"Bill Foster."
"Aw ne'er sed owt abaat Bill Foster, aw mean Foster, M. P. for Bradforth. He's browt in a bill to eddicate fowks childer."
"Ho has he, aw niver heeard on it."
"Why tha'rt awfully behund hand."
"Aw may be i' mi politics, but net i' me payments, an' that's what monny a thaasand connot say. Aw wonder sometimes ha it wod ha been if iverybody 'at owed owt had been foorced to put it o'th' census paper. But what does ta think abaat old Strap puttin daan all his five childer musicianers?"
"Nay aw dooant know, but he wor allus a foxy sooart ov a chap an' he'd have some reason for it. But ha does ta mak it aat 'at they are all musicians?"
"Why, ther's two bellringers, two drummers, an' one drum hugger, an they all play off nooats, an' a varry long way off 'em sometimes. Did ta hear tell abaat them two lads o' his havin that do i'th' church steeple?"
"Noa, indeed aw!

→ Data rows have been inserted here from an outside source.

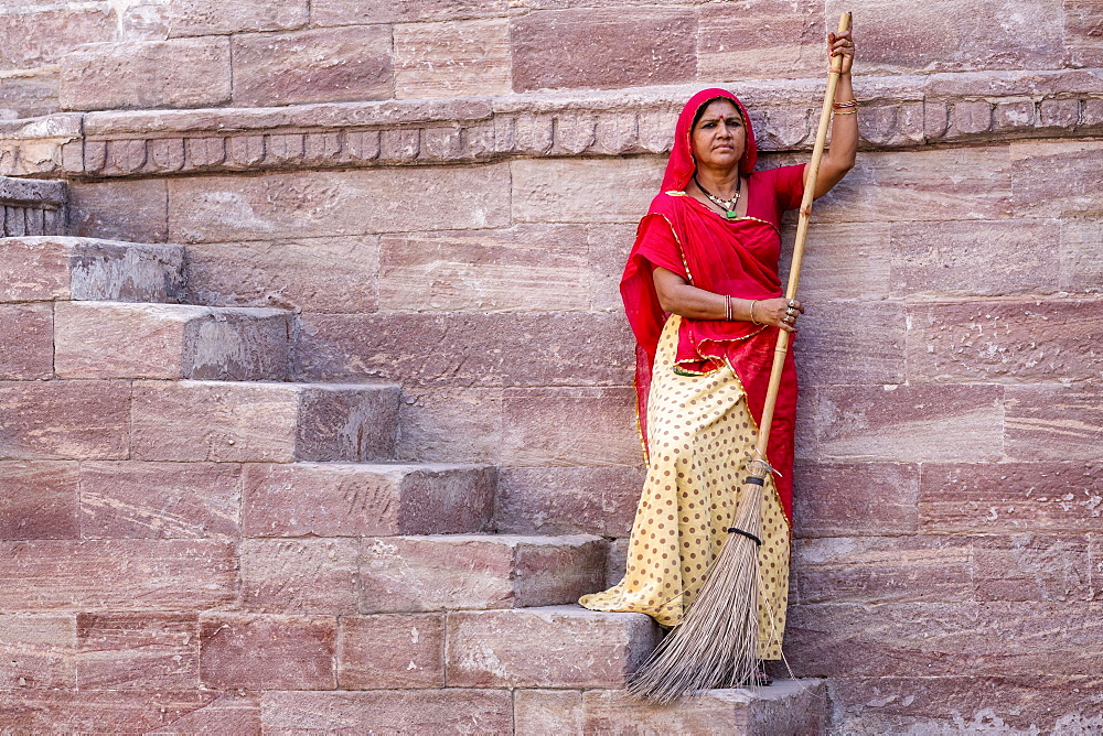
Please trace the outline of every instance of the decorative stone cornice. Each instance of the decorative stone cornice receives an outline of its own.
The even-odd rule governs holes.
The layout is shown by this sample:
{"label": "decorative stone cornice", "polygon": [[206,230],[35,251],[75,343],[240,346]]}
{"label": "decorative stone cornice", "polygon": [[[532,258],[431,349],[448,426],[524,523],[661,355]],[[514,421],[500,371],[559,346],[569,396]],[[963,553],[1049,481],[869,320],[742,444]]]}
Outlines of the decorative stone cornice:
{"label": "decorative stone cornice", "polygon": [[[1103,69],[858,79],[865,150],[1103,134]],[[764,151],[811,147],[823,82],[737,88]],[[696,87],[61,113],[0,123],[0,174],[118,177],[664,153]]]}

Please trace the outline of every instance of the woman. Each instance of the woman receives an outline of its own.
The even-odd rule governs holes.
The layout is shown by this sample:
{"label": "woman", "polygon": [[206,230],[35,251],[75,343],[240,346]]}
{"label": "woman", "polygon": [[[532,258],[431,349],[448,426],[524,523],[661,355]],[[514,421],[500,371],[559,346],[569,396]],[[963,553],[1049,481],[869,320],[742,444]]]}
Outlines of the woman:
{"label": "woman", "polygon": [[[754,136],[722,89],[695,95],[678,118],[663,193],[641,220],[621,280],[636,338],[636,393],[647,479],[614,587],[583,596],[593,610],[644,613],[676,626],[719,553],[739,501],[765,402],[779,329],[804,306],[781,297],[779,226],[805,186],[826,194],[854,166],[857,102],[850,33],[842,55],[832,144],[816,181],[804,165],[753,171]],[[780,659],[789,595],[796,371],[786,356],[768,457],[759,551],[761,659]]]}

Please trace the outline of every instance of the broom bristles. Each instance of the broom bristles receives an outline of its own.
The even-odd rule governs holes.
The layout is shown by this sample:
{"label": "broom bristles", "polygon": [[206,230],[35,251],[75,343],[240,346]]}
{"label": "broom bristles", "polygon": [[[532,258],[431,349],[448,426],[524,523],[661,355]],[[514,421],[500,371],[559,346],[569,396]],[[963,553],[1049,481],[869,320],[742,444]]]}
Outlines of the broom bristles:
{"label": "broom bristles", "polygon": [[[762,487],[743,485],[733,526],[761,535]],[[752,684],[758,671],[758,545],[730,533],[682,623],[632,677],[629,691],[656,703]]]}

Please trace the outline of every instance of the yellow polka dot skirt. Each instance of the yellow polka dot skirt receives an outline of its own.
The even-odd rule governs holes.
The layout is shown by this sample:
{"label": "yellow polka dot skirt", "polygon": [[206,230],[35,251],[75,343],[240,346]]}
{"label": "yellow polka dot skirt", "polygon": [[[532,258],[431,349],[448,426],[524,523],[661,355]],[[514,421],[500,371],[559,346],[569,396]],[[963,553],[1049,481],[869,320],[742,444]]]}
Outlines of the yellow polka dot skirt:
{"label": "yellow polka dot skirt", "polygon": [[[647,397],[651,465],[615,586],[582,596],[592,610],[682,621],[727,539],[758,425],[730,367],[708,376],[674,372],[681,317],[663,328]],[[759,657],[781,659],[789,600],[790,530],[773,478],[762,494],[759,548]]]}

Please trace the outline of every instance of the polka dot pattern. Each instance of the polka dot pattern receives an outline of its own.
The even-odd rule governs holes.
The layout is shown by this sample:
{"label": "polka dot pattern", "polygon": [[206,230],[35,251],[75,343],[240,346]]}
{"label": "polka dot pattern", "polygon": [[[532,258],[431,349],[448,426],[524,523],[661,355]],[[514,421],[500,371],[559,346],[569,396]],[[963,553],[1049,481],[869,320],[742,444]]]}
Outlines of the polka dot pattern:
{"label": "polka dot pattern", "polygon": [[[681,317],[663,328],[647,400],[651,466],[615,586],[582,596],[592,610],[641,613],[676,626],[724,546],[739,505],[758,426],[729,367],[708,376],[674,372]],[[759,548],[759,657],[781,659],[789,599],[790,530],[767,478]]]}

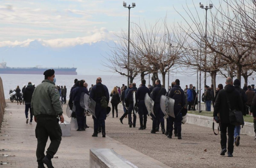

Let's have it."
"Well tha knows it happened to be practice neet an' as Ike wor gooin to th' church he bowt a sheep's pluck an' tuk it wi him, intendin to tak it hooam an have it cooked for ther supper. He happened to be th' furst 'at gate into th' bell chamer, soa he hung th' sheep pluck up agean th' wall, an' then went daan agean, leavin a little lamp burnin i'th' steeple. He'd hardly getten off th' step when his brother coom, an' findin th' door oppen he went up; but befoor he gate thear, a gust o' wind blew aat th' leet an' all wor as dark as pitch. He thowt it wor varry strange for he knew Ike had come before him, soa he bawled aat 'Ike!' but nobody spaik. 'Aw know tha'rt up here,' he sed, 'soa let's ha nooan o' thi tricks. Spaik, wi' ta?" but nowt spaik. Sid felt rayther freetened, but he began to grope all raand th' walls, bein sure his brother wor thear i'th' dark. All at once his hand coom agean a piece o' liver, an' it felt soa cold, an' soa mich like a face, 'at he started back, an' as sooin as he could find th' step, he ran daan as fast as he could, an' when he gate to th' bottom he luk'd at his hand an' it wor all blooidy. 'Awr Ike's cut his throit,' he sed, 'Whativer mun aw do?' An he wor just gooin to yell aat 'Police!' when who should come up but his brother. Th' seet on him tuk a gurt looard off Sid's mind, but yet he wor varry freetened. 'What's th' matter, Sid,' sed his brother, 'tha luks ill; Isn't th' pluck all reight?' 'Th' pluck's gooan,' sed Sid, shakkin his heead an' puttin his hand on his heart. 'Gooan!—Aw'll niver goa into that bell-chamer ageean as long as aw live! Aw've allus sed, if a chap 'll rob another ov his livin, he'll rob him ov his life if he's a chonce.'"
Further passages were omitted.